Abstract

To determine the early morbidity of patients admitted to the coronary care unit (CCU) with inconclusive evidence of acute myocardial infarction, the prognostic value of the emergency room electrocardiogram (ECG) was examined prospectively in a blinded fashion in 410 patients presenting with acute chest pain. One hundred and forty one patients (34.4%) had an ECG that was normal, showed ST segment changes less than 1 mm, or was unchanged from a previous recording (group 1).
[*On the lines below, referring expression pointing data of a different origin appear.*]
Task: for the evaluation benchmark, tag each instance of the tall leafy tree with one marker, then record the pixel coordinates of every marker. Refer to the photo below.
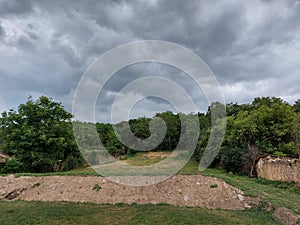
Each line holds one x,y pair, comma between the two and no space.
38,134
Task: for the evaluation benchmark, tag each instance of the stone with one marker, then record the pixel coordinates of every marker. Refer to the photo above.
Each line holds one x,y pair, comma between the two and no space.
286,216
240,197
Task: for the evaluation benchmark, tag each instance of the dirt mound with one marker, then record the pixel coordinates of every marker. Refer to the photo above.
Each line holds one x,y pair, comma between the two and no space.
180,190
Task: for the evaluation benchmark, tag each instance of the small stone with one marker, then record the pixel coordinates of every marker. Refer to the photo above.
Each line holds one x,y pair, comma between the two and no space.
186,198
247,206
2,192
240,197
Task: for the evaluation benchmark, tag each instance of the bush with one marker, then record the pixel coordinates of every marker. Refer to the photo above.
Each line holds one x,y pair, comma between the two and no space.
70,163
232,159
12,166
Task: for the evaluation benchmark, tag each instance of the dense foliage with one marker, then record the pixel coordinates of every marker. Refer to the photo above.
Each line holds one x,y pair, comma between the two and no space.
39,134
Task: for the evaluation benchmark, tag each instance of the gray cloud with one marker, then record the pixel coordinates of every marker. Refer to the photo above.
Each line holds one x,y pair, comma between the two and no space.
251,46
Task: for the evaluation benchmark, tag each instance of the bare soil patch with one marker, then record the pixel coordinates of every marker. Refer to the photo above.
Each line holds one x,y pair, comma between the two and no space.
180,190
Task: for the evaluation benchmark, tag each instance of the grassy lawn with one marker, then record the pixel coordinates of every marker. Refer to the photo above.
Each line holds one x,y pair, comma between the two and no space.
278,193
20,212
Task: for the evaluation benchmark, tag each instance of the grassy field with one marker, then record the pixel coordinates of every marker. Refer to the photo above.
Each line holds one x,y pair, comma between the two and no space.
20,212
278,193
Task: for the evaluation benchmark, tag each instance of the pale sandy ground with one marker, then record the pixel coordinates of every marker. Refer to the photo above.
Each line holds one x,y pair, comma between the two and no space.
180,190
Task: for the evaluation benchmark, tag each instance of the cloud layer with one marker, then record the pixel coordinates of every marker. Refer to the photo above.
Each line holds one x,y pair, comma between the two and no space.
252,47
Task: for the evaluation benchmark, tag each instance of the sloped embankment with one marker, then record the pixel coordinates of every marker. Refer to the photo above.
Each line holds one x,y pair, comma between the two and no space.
180,190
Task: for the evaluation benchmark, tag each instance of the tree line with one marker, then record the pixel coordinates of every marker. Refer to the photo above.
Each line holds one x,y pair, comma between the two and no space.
39,135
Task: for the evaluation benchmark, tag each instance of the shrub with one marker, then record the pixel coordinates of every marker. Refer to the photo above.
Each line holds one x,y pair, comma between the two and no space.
12,166
232,159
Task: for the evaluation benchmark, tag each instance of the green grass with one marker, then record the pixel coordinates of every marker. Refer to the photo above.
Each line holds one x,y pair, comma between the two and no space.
278,193
20,212
142,159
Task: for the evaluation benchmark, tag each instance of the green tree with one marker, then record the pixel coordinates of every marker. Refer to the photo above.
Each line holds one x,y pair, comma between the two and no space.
38,134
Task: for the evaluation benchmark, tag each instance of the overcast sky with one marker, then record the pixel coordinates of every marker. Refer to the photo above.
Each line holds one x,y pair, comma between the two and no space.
252,47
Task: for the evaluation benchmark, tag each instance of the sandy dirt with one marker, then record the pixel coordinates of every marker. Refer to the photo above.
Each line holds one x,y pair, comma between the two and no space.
180,190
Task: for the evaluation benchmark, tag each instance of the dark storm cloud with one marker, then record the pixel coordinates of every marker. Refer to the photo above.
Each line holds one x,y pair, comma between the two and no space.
251,46
15,7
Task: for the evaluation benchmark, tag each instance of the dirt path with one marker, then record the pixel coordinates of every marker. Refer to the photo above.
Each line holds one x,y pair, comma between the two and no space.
181,190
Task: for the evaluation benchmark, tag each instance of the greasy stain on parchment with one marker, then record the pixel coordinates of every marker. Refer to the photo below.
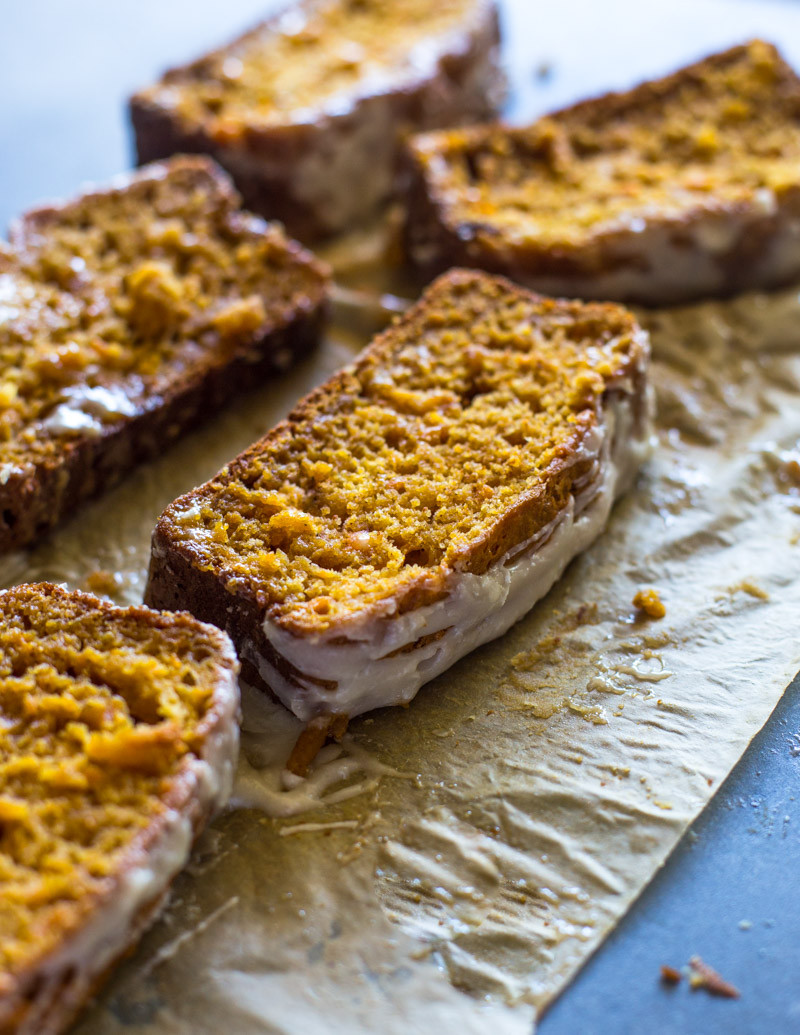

The remaining patients (65.6%, group 2) had ECGs considered abnormal. Thirty-nine patients in group 1 and 226 in group 2 had confirmed infarction. There was one CCU death in group 1 (0.7%) versus 27 (10.0%) in group 2 (p less than 0.001) and the overall hospital mortality for group 1 was 2.1% versus 13.0% in group 2 (p less than 0.001). Twenty-eight patients (19.9%) from group 1 suffered complications in the CCU versus 155 (57.6%) from group 2 (p less than 0.001). No life-threatening arrhythmias occurred in group 1 versus occurrence in 47 patients (17.5%) in group 2 (p less than 0.001). The need for acute intervention was also less for group 1 versus group 2 patients, 14 (9.9%) and 85 (31.6%) respectively (p less than 0.001) with no patient requiring electrical cardioversion in group 1. It is concluded that the emergency room ECG can reliably identify a group of low risk patients presenting with suspected myocardial infarction and so help in establishing priority for admission to the CCU. Furthermore, the risk-benefit of thrombolytic therapy in these low risk patients appears unacceptable.